Should parents pay extra for under-performing students?
Sen. Osmond introduces 3 bills to end compulsory education
Pyfer said she appreciates Osmond's efforts to engage parents in their children's education, but she worries that some of the efforts he is proposing are excessive.
Parents are not typically asked to pay for summer school or remediation, she said, and to include language that requires students to either meet proficiency benchmarks or pay for tutoring places an added burden on children who, for whatever reason, are struggling in school.
"I think it’s better if we can find ways to engage parents in schools in positive ways and encourage these parent-teacher partnerships and not have to legislate what parents will do and what they will pay for if they don’t do it," she said. "It can just come across, I think, as punitive or heavy-handed if you’re not careful."
She also said that lifting the 180-day attendance requirement is unnecessary since the State Office of Education already grants waivers to districts based on local needs — such as Rich County School District, which operates a four-day school week.
"That’s not a major shift," she said. "It would be interesting to see how far away from a certain number of days or hours the senator believes we could go and still meet the demands for performance that the Legislature is putting upon us."
State School Board member David Thomas said the combination of a parent contract and Parents Bill of Rights is an innovative way to encourage engagement in education.
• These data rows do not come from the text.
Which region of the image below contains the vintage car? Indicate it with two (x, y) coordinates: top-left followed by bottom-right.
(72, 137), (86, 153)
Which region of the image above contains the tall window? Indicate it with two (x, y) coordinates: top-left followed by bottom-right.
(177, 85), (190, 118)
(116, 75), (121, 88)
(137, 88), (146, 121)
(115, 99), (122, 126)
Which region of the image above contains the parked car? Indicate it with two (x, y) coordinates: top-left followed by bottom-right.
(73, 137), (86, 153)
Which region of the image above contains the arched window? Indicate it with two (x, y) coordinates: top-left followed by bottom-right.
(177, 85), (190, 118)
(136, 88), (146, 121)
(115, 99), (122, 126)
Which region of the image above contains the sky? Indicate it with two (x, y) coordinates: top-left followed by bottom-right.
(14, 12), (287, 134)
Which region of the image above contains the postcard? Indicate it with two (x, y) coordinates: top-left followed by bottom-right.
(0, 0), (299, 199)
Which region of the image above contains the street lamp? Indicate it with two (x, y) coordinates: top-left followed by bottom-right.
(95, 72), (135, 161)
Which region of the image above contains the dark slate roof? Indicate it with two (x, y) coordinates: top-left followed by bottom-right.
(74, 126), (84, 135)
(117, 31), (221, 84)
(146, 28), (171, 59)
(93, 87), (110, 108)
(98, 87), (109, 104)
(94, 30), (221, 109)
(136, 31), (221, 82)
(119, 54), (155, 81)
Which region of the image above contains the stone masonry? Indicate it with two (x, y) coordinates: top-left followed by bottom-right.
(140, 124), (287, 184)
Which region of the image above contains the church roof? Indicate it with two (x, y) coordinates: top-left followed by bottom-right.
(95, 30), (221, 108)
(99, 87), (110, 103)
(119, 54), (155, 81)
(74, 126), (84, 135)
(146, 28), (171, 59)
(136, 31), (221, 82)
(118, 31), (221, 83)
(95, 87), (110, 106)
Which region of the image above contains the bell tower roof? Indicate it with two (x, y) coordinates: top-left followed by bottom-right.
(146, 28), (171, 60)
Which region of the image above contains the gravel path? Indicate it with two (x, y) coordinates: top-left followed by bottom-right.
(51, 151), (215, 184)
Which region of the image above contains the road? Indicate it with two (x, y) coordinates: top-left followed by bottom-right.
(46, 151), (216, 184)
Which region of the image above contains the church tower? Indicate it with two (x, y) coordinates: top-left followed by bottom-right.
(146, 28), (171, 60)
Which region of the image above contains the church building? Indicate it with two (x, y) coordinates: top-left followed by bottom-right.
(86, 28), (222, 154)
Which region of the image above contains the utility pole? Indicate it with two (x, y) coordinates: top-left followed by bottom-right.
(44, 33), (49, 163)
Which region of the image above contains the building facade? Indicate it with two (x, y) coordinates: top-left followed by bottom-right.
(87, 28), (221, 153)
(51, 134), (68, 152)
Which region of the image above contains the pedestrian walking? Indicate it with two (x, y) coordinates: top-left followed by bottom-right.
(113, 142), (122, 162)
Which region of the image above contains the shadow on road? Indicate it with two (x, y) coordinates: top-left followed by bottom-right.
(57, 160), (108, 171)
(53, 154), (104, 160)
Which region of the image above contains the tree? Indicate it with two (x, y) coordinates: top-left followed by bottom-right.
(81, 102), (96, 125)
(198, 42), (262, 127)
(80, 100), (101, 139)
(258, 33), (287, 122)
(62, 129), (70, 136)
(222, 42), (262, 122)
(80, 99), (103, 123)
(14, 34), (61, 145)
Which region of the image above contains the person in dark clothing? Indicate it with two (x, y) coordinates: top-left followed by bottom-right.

He also said he wouldn't necessarily be opposed to a more formal process for parents to choose a public, private or home school option for their children.
But he shared Pyfer's concerns about charging parents for the cost of summer school and remediation, adding that many students who fail to meet academic proficiency attend Title I schools that serve low-income populations.
"I’m not sure that parents could afford the remediation costs," he said. "I’d be looking for, perhaps in his bill, some kind of fee waiver from those provisions."
Osmond said the remediation requirement would include an exemption for students with disabilities and individual education plans. He also said it would be up to local school districts to determine what portion of remediation costs a family would pay based on financial ability.
He added that part of what the bill seeks to change is the current attitude toward schooling. Public education costs taxpayers billions of dollars, he said, and every child in the state is given access free of charge.
But he said for those students and parents who fail to take advantage and utilize the opportunity of public education, there needs to be accountability and an obligation to share in the cost of remediation.
"We can’t afford to have (education) treated like an entitlement," he said. "It’s an opportunity. It’s something that we want to provide for every student. But if you take advantage of that, there is accountability, both for the parent and the student."
Osmond said he will continue to seek feedback and input on his bills from educators and constituents. He said there is a general consensus that there needs to be greater accountability and engagement in education, but the task now is to determine the best method to address those needs.
Thomas said that he is also interested in moving toward competency-based education and thinks there are many aspects of Osmond's proposal that could be worked on collaboratively with the State School Board.
"Senator Osmond has been very good about trying to bring groups together in a wide variety of spheres to come up with solutions to public education," Thomas said. "I think that’s laudable, and I, for one, appreciate his ability to do that."